You Only Love Me Because I’m Familiar

By

You only love me because I’m familiar. Because the touch of my hand on your skin is warm and soft and brings you to that little apartment on A Street, to the pillows nested around our sleeping bodies, to my legs resting in your lap, falling asleep to the hum of the t.v. and the overhead fan on those sticky summer nights.

You only love me because I’m familiar. Because my kiss tastes like the chocolate you’d buy for me at the gas station, every time we stopped, or the sweets I’d bake by the half-light of the stove well after midnight. Because our lips, together, bring back memories of beers in the middle of June or winter nights at our favorite Mexican restaurant, trading bite for bite, losing money and time and any fear we might have had of falling too deep too soon.

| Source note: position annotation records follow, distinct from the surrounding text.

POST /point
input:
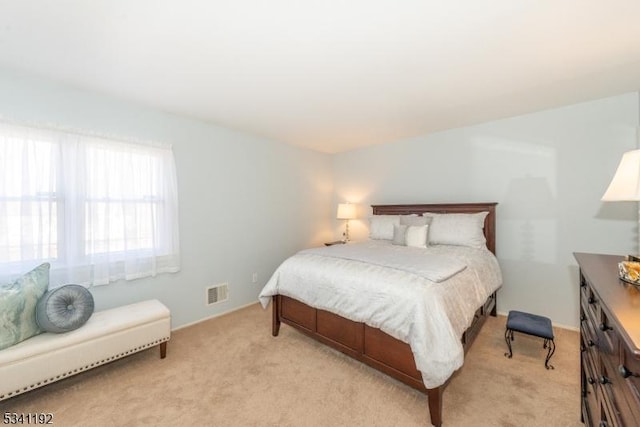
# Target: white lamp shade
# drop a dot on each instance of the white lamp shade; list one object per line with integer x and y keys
{"x": 625, "y": 185}
{"x": 346, "y": 211}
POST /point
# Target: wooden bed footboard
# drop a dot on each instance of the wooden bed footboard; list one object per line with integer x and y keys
{"x": 370, "y": 345}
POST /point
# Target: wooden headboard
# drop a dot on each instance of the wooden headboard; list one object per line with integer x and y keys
{"x": 489, "y": 221}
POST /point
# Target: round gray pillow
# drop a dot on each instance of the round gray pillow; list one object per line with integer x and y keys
{"x": 64, "y": 309}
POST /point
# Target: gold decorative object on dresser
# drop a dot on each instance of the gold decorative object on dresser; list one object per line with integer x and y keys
{"x": 610, "y": 343}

You only love me because I’m familiar. Because you fall into old patterns when you talk to me, laughing at the same jokes, speaking with the same mix of tenderness and stubbornness you always did with me. Because you don’t have to think—about what I’d like to hear you say or how I’d like to hear you say it, and still, you take too long to text me back, still, we play the same games.

You only love me because I’m familiar. Because you have yet to fall into a body that doesn’t bring back the memory of me, of my laughter filling the quiet of your room, my hair spilling across your pillow, my hands reaching across the space between us to pull you closer. Because you’ve been searching, or maybe you haven’t at all, and you’ve found yourself back at my feet, the same feet that used to stretch out the passenger window of your car, dancing in the sun.

You only love me because I’m familiar. Because you’ve convinced yourself that starting over is too scary, and that what you’ve had, could have again, is far greater than new lips, new hands, a new heart beating wildly in your palm.

You only love me because I’m familiar. But what about the hands you’ve yet to hold, what about the touch that grazes over your skin and sets fire to you, somewhere deep inside? What about the lips that taste foreign and exciting and terrifying and new?

Do you ever put your mouth on mine, and wonder what it would be like to taste something you’ve never known? Do you ever reach for me and wonder what it would be like to find someone else sleeping next to you?

Because my greatest fear is that one day you will.